If you want to find a kitchen Island that will function as a breakfast bar as well, I would like to suggest going to a furniture store.
As a furniture designer, I can assure you that there has been a greater call from companies in the last few years to get really nice functioning islands.  You can even buy matching stools.  

Maybe you know this, but incase you weren't sure were to get one that combines the funtions....


----------



## thumpershere2 (Feb 15, 2006)

To me the perfect kitchen is what you call a country kitchen. You prepair and eat in the same room. Only way to go. I think a dinning room is a waste of good space. If I could remodel my kitchen i would take out counter space that devides the kitchen and dinning room and make it one big room. Then rearrange my ccounter and cupboards.


----------



## Foodfiend (Feb 15, 2006)

I know the feeling.  I live in an apartment and it gets crowded in our small kitchen with just 1 person in it.  Can you say 'CRAMPED!'.  When my brother and I get a house one of the requisites is to have a big kitchen with a working island in the middle - one that has a faucet/sink combo so I can do all my prep work there.  Also will have a dining area in it so I can utilize the Dining Room area as a library for my gazillion or so books.


----------



## licia (Feb 15, 2006)

I would think with all that is on the web, there would be a site where you could put in the dimensions of your kitchen and a plan (or several) would come up showing maximum use of that space. Surely there is such a thing and I just don't know about it.  I realize some kitchens are tiny, but a kitchen shouldn't have to be humongous to be well planned. In fact, if the kitchen was really big, that would be another problem, unless there were several cooks, which in most kitchens isn't the case.


----------



## jpmcgrew (Mar 3, 2006)

Look on the bright side at least with a small kitchen you can't make too big of a mess because you have to clean up after every step to have room to start the next one.


----------



## Claire (Mar 30, 2006)

Table vs island is really personal preference.  Right now I have a large, old (1854) country kitchen, so we have a small table-and-chairs set.  I happen to have a dining room that everyone seems to love best of all.  So hubby an I often do some of the prep work seated at our little table and chairs.  Since the last remodel of the kitchen was done 40s style (it was actually done in the 70s, but the guys who owned it rescued cabinets from an older kitchen, so it looks like your typical 40s, 50s kitchen).  An island would look awkward, and to be honest with you, I don't mind sitting at the table for some of the longer, more tedious kitchen chores.  

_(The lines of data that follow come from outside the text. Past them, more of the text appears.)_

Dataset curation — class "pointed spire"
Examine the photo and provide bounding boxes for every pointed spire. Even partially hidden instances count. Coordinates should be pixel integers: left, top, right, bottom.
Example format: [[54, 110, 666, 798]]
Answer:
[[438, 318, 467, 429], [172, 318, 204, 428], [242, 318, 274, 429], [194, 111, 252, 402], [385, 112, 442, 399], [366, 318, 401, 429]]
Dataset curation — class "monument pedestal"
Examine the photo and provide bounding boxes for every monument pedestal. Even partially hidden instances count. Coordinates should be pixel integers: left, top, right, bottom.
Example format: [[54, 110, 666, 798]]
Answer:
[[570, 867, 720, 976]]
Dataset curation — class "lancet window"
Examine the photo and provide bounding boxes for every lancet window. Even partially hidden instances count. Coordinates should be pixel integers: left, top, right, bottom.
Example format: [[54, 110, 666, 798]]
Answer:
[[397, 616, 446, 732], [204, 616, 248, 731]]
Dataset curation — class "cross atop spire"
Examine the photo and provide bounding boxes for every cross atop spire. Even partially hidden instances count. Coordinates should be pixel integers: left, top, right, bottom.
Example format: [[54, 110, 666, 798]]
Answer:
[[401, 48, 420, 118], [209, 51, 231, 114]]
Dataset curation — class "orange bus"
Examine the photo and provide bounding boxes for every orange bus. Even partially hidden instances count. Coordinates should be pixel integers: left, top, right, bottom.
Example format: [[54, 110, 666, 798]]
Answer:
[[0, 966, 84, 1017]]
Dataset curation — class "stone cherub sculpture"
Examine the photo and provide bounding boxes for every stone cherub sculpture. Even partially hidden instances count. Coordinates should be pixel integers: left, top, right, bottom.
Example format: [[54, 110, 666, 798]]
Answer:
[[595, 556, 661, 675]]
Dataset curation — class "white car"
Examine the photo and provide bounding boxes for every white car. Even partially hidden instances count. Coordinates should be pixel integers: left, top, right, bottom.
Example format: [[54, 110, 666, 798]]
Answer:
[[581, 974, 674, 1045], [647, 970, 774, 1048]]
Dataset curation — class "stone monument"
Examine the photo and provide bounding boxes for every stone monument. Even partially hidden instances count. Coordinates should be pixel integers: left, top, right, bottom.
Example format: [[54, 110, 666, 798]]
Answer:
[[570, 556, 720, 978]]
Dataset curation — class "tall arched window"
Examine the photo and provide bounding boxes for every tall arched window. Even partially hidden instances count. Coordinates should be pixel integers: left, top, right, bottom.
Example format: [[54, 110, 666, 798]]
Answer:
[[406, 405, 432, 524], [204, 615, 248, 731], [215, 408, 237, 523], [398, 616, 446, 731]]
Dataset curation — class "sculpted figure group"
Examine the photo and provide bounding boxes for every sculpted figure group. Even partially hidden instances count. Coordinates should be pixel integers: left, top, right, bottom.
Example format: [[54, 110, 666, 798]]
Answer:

I've cooked in more kitchens that I can possibly count.  Lived on the road in a travel trailer for three years, and turned out some pretty spectacular meals in well under 2' of counter space.  Small isn't better, but it does have its advantages.  Small is great for handicapped cooks, for example.  At any rate,  there is something to be said for everything being within 2 or 3 steps!

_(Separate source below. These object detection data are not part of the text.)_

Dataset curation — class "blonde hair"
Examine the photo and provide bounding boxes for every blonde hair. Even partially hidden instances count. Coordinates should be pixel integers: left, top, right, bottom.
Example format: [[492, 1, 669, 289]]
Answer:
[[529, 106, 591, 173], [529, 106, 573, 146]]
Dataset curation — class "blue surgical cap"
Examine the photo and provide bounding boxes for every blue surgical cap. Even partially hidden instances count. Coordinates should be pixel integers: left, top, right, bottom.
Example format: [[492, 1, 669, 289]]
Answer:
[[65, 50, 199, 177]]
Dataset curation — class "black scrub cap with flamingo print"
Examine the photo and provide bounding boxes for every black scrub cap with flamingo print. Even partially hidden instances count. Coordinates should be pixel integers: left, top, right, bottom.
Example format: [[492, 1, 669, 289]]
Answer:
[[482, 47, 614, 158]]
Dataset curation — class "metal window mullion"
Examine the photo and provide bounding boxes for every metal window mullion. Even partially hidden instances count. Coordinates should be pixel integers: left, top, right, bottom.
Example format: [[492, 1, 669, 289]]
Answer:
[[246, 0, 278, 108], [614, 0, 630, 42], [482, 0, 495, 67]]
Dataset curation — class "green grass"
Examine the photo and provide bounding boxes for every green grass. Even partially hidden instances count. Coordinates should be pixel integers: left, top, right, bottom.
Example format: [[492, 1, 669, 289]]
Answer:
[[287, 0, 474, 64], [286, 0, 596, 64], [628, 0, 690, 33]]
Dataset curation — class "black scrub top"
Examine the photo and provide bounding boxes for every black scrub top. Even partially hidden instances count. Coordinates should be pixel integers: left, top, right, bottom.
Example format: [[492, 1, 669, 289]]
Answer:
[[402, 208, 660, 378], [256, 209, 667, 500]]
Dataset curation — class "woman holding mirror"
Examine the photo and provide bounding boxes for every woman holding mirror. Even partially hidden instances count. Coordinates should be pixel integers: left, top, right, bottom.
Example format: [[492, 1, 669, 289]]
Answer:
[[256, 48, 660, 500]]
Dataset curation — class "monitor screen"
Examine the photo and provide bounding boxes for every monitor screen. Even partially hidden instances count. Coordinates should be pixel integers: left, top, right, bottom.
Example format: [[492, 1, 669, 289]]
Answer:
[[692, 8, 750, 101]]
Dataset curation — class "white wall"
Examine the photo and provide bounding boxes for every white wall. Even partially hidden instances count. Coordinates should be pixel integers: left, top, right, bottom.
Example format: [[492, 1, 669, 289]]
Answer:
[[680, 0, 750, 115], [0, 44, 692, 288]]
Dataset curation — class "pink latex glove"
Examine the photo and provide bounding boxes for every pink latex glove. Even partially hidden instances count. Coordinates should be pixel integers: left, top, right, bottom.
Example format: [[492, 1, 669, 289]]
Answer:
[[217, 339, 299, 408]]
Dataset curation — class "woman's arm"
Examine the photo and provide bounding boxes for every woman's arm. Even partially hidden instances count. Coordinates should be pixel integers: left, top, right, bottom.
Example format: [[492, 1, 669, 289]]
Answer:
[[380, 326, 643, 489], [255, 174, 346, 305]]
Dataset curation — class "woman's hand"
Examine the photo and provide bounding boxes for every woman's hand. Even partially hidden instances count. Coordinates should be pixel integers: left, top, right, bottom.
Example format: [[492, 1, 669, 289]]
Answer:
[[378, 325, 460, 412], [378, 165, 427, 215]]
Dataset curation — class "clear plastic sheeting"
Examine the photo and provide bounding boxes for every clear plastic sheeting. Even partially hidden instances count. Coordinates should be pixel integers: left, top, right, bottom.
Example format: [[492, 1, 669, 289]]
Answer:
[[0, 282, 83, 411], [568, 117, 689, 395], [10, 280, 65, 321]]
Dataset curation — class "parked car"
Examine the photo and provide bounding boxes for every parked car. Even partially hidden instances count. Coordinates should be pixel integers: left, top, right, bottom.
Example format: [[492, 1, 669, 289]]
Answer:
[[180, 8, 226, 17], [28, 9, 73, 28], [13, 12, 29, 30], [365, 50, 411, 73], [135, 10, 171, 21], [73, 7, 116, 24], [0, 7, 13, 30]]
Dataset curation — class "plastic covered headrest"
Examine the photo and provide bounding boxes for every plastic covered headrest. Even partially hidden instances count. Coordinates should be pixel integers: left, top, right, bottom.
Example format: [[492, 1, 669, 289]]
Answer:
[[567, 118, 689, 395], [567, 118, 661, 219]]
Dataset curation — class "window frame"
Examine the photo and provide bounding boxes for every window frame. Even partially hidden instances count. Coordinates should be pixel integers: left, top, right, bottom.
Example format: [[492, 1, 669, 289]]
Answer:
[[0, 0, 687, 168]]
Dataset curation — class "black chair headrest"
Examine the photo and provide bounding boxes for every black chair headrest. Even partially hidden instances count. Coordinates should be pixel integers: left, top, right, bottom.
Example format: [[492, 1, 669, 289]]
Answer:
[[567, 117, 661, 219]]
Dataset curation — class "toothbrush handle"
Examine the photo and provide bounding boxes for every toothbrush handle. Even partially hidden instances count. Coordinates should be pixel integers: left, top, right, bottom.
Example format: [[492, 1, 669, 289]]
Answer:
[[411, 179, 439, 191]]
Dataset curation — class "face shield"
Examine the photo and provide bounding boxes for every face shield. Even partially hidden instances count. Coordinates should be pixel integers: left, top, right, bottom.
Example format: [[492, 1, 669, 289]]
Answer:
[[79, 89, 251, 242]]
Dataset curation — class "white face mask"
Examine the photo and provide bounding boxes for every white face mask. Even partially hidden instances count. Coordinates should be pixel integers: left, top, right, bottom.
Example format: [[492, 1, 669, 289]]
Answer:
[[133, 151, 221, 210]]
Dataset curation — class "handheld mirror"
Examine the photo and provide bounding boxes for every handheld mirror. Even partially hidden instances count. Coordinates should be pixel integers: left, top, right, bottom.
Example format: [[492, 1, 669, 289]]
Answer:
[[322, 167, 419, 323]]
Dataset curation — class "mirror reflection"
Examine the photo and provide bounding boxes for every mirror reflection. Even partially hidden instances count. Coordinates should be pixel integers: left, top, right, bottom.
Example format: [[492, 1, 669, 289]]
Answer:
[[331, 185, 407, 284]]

What I hate is galley kitchens.  For awhile all of my sisters had galley kitchens with doors that went into the garage (meaning it was the door most often used).  Cooking in them is a royal pain in the patootie.  You'd open the oven or fridge door, and in would come a car full of family.  I'd get to be a dictator and make people walk around to the back or front doors when I was cooking.  And everyone wants Claire to cook.  I love to do it, but don't want babies and transients under foot when I'm taking something dangerouslly hot out of the oven.  When we bought this house that was my #1 requirement.  No Galley Kitchens.


----------



## In the Kitchen (Mar 31, 2006)

*Success*

If you wait long enough you get what you want.  Believe me this has been long wait.  But well worth it since we got the island.  One side flips up for table use main use for working on.  It truly has made big difference. Thank you all for tolerating my complaining.  Have had it for almost month now and still find I am having great time adjusting to it.  If only one has the tolerance and finances to get what you dream about.  Believe me I am so very thankful to all of you for your suggestions as I doubt if i would have pursued it as much as I did.  Now if only I can get another fridge in there!  Just teasing.  I am happy at least for now.


----------



## SizzlininIN (Mar 31, 2006)

Hey ITK............when we were looking for this house I too had in mind a big kitchen but nothing we saw was right for us.  With this house the kitchen still wasn't big enough but there was an adjacent room and we opened the wall up to it to make an L shaped room where the family/dining room will be.  We'll eliminate the kitchen table and use the dining room table instead.  I plan to have an island on wheels.  That way I can push it up to the wall when not in use and pull it out when I need it.  Just something for you to think about when your househunting.  Good Luck!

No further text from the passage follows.